The girls marched off toward the house sluggishly, soaked with a perspiration that would be, for a proper young lady, an entirely alien and repulsive thing to experience. Yet, to her surprise, Elizabeth found that she didn’t much mind. It was what was to come that bothered her.

“Up we go,” she said to Jane as they trudged upstairs to change out of their soiled sparring gowns. “Onto the auction block.”

“You’re being ridiculous, Lizzy,” Jane admonished her gently. “A man like Lord Lumpley could never take a serious interest in any of us.”

It was true, Elizabeth knew. Yet it wasn’t a serious or, more to the point, honorable interest that concerned her, and as she dressed for the baron’s call, she paused from time to time to practice the Fulcrum of Doom.

CHAPTER 7

ONCE THE BENNET GIRLS were ready, they lined up in the drawing room for review. Mrs. Bennet gave each a thorough going-over, adjusting ribbons and straps, fussing over nonexistent stains and wrinkles, plucking out stray strands of hair, clucking over all the bruises and abrasions, etcetera. When she was satisfied (or as close to satisfied as she could ever come), she arranged her daughters artfully around the room: Elizabeth at the pianoforte, Jane and Mary doing needlework on a divan, Kitty and Lydia bent over a book of Latin conjugations Miss Chiselwood had left behind when fleeing from the house.

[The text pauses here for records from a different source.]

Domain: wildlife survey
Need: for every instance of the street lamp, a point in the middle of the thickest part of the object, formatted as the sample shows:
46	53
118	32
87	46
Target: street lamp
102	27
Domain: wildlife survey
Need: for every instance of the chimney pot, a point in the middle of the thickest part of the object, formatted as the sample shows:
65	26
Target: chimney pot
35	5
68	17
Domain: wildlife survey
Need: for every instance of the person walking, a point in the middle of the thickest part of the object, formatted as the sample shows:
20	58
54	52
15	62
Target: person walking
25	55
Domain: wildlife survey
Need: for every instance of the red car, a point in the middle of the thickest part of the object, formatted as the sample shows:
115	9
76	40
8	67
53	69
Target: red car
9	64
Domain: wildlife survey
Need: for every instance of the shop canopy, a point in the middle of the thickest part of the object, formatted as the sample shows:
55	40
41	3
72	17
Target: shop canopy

Then, the panorama prepared, they waited.

And waited.

And waited.

Lord Lumpley’s note said he’d arrive at three, rather late in the day for a call, but allowances were made for an aristocrat. Or would be if one ever showed up.

By four, Jane was more tranquil even than usual, for, wearied by the day’s training, she’d fallen fast asleep.

By four thirty, Kitty and Lydia’s constant sniggering and sauciness had frayed Mary’s nerves to the breaking point, and she threatened to use her knitting needles in a most unsisterly fashion.

By five, Mrs. Bennet was ranting that Lord Lumpley probably wasn’t coming at all, having heard (she conjectured—loudly) that the girls had taken to beating each other with sticks under the direction of their deranged father.

And at precisely five fourteen, Mr. Bennet came in and told his wife to hold her tongue, if that were possible without causing herself grievous injury. The baron’s carriage was pulling up out front.

“Well, don’t just sit there!” Mrs. Bennet cried, shooing her daughters from the spots that she herself had cemented them in nearly two hours before. “Come and greet His Lordship!”